The reality is we’ll need any and all zero-carbon resources to meet net-zero by 2050. Hydrogen very may well become the fuel of the future, however we have to pursue all realistic options at the same time. If we overhype technologies today over others which are still viable, we will just see slower progress and inefficient decisions. Taking another example from hydrogen, if fuel cell vehicles had been declared the winner of zero-emission transport in the 2000s, we would never have developed battery electric vehicles to the point that they are now dominating the passenger vehicle space and leading the decarbonisation of transport (with massive benefits for stationary storage too).

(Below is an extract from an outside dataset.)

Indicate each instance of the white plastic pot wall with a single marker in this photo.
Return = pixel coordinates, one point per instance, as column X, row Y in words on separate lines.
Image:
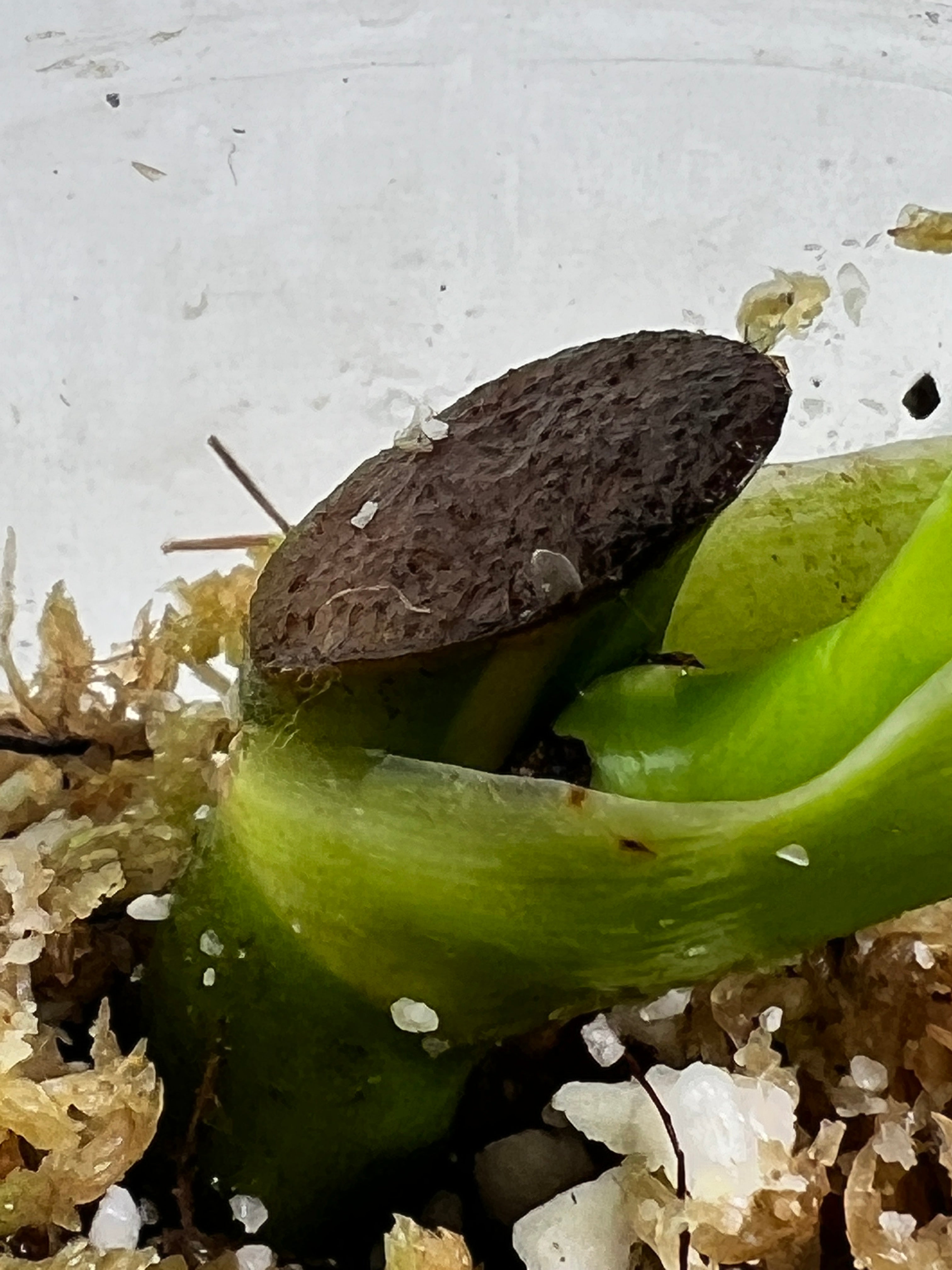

Again, not that hydrogen won’t end up being the solution – it just has to prove itself first.
The Geopolitical Angle
The most interesting outcome from the session for me was the realisation (perhaps obvious) that in a hydrogen economy its very likely we will see the market dominated by just a few regions and players, those with the lowest cost of production, just as we see in the oil market today. Saudi Arabia itself is already developing a huge 2GW electrolysis plant, powered entirely by some of the plentiful renewable energy available in the country. Whilst oil production is constrained by where the resource is and can most cheaply be accessed, production of green hydrogen just needs renewable resource (most likely wind and/or solar) and space. Given economies of scale will likely dominate, the regions with the highest combination of these two factors will win out – so large fossil fuel players such as Saudi Arabia, Australia, and the US, but also potentially some new players, such as Chile. The promise of this in the future probably helps to explain why we see such a push for the hydrogen economy today.